Floating-point numbers: a love story

So we may as well kick off these blog entries in the spirit of blogging everywhere. That’s right, I am going to moan about something that means very little to the majority of human beings on the planet. I am going to complain about floating-point arithmetic.

For something like the 500th time since I started in this business they call science, I got to the bottom of a seemingly-bizarre coding problem today, only to find that it was being caused by the accuracy or floating point numbers. This may seem like an odd topic to pick on, but this is something that manages to crop up with depressing regularity and manifest itself in a thousand subtle and peculiar ways.

Before I get into the rant proper, though, let me explain what I’m talking about. Floating point numbers are what computers typically use to handle numbers that are not integers. Non-integers sound like the sort of thing that would be child’s play for a computer (or the unfortunate scientist bending it to his or her will) to handle: integers are whole numbers, and sometimes we need to handle halves or quarters, hundreths or pi. Surely this the computer just holds them all the same way?

Well, actually no. Ultimately, computers manipulate sequences of binary numbers. The split them into chunks, change them and move them around, then they send them to devices like screens and speakers that interpret these numbers and perform a function. Integers are just sequences of 1s and 0s that represent numbers. The computer knows how to translate binary into decimal and that’s that.

Any integer can be written in binary in a straightforward way. Think about the numer 149. Our decimal repressentation is really just a quick way of saying “one 100 plus four tens plus nine units” i.e. we’ve written a sum in powers of ten. We can do the same thing in powers of two: 149 in binary is 10010101. So many ones, twos, fours, eights and so on. The thing to notice here is that both representations are equivalent and completely accurate, it’s just that one is convenient for computers and the other for humans.
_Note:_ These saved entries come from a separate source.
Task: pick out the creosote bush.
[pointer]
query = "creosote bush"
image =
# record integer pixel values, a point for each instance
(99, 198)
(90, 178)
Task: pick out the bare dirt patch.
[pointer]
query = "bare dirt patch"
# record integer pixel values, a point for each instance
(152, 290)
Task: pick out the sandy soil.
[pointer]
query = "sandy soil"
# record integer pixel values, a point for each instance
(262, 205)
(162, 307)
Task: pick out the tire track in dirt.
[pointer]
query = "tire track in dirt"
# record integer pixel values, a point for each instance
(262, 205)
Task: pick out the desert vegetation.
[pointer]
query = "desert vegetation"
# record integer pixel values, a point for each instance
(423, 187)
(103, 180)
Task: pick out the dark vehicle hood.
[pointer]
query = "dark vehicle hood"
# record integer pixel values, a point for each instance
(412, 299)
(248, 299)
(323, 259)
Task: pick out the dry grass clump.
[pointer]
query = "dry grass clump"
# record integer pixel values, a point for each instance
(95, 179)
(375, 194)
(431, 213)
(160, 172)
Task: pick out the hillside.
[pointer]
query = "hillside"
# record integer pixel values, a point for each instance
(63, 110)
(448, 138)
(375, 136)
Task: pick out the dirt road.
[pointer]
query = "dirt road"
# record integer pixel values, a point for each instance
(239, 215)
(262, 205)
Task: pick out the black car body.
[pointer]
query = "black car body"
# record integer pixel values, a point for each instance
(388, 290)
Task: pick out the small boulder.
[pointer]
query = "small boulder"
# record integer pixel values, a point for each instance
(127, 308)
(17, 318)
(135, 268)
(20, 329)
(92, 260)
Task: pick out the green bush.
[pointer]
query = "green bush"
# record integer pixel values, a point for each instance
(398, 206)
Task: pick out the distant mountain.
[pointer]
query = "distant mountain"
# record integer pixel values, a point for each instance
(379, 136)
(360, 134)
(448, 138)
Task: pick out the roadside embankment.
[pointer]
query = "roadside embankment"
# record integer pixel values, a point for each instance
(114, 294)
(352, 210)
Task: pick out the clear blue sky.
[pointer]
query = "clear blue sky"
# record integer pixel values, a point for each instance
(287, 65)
It all gets a lot more messy when you start thinking about non-integers. Think about a half: that’s 1/2, or 0.5 in familiar notation. It’s also 5×10^-1 in scientific notation. All fine so far, any schoolkid can tell you that 1/2 = 0.5. In fact, we can see the same idea at work here as with the integers: the decimal point tells you where the ones are and where the non-integer part of the number begins. Now we have an extension of the sum idea that we had before, zero ones plus 5 tenths and so on. Our notation for decimals works in the same way as our notation for integers, a sum over powers of ten.

So what if we ask the computer? You might think from what I’ve written so far that computers would use the same trick, only with powers of 2. So you could represent halves as negative powers of two, so that you have so many halves, plus so many quarters, so many eights and so on. It seems natural to think that computers would use binary decimals, something like 1100101.1100 for 104.75? In fact, things work a little differently, and this is the source of much chargrin to anyone who does any numerical work.
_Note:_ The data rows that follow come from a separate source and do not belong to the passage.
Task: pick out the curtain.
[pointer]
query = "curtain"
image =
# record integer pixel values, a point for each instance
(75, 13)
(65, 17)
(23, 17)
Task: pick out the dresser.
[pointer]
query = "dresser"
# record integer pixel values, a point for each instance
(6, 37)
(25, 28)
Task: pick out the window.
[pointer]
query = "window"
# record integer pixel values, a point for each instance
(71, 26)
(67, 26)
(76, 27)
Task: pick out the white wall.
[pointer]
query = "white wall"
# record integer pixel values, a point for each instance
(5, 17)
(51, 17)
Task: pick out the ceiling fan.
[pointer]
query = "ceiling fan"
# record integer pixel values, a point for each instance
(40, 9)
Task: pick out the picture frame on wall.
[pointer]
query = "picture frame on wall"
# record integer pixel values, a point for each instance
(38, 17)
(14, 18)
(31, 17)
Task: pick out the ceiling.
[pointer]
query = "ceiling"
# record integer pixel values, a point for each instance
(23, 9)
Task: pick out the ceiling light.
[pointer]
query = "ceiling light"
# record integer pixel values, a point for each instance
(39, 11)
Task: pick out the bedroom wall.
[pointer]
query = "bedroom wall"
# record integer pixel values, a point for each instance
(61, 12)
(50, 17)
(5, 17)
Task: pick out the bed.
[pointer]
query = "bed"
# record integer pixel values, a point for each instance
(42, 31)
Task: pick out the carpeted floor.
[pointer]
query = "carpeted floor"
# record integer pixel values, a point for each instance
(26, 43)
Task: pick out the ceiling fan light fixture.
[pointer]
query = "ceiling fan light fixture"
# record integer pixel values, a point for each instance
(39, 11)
The snag with the sum system that I’ve talked about above is that it restricts you a little in terms of the range of numbers you can encapsulate in the computer. The numbers in a computer can only be of a certain, fixed length (this is part of what it means for a computer to be 32-bit or 64-bit — that’s how many digits there are in the number). So if we put a point somewhere, we’re immediately restricting the range and the accuracy of the numbers we can represent. Imagine, for a moment, I’m a programmer on an old-fashioned 16-bit machine. My numbers can only be 16-bits long, so my integers (assuming they aren’t signed) can go from 0 to 65,535. If I want to consider fractions and decimals then I need to put a point in there. Half way along and I have eight bits of range and other eight of accuracy, that’s 0 to 511 and down to 1/512. The largest number I can represent is 511 and the smallest is 0.001953125 which is a little restrictive.

The trick is to use something similar to scientific notation, i.e. 1.2 x 10^2 for 120 or 5 x 10^-1 for a half and so on. Now I split the number up into an exponent (the 2 or the -1) and mantissa (the 1.2 or the 5). So now I could have eight bits of mantissa and eight bits of exponent. Now my range is drastically expanded: If I have a signed exponent I can go up to 127 and down to -128: hundreds of quadrillions of quadrillions and so on down to the same number of zeros after the decimal place. This is how it worked in the 1970s and 80s, and this is how it still works now, albeit with more than 16 bits.

How wonderful! At a stroke I’ve expanded the range of numbers the computer can store vastly, and eliminated the restrictions of fixed point arithmetic! my 8 or 16 bit computer can now do far more, and with the IEEE standard in place for doing this, everyone agreed on a single method from one system to another. Hurrah for progress!

Well, not exactly. It’s true that floating point numbers enable you to increase you dynamic range, but there is a cost. I am only as accurate as the number of bits in my mantissa (1.2 or the 5). I can’t compare a hundred trillion to 1/1000, for example, the smaller number will get lost on the way. What’s more important, though, is that my numerical accuracy is dependent on how big my number is. In double precision I have 14 digits or so, and things can start getting dicey after the 11th or so. There are numbers I can’t represent, and these gaps occur unpredictably.

This is a bigger issue than you might think. Let’s return to our first example, the half. A half is 1/2 or 0.5, as our schoolkid will tell us. So what happens if we ask the computer? This is easy enough to code up, and in Java, the code might look like this:

double x= 1.0/2.0;

double y= 0.5;

if(x==y){

  System.out.println("a half equals 0.5");

else{

  System.out.println("a half does not equal 0.5");

What do you reckon this code would print? Given my panchent for sardonic false conclusions, you might guess that the computer would get it wrong. And you’d be correct, in this code x does not equal y (you can set up similar examples using 1.0-x and so on.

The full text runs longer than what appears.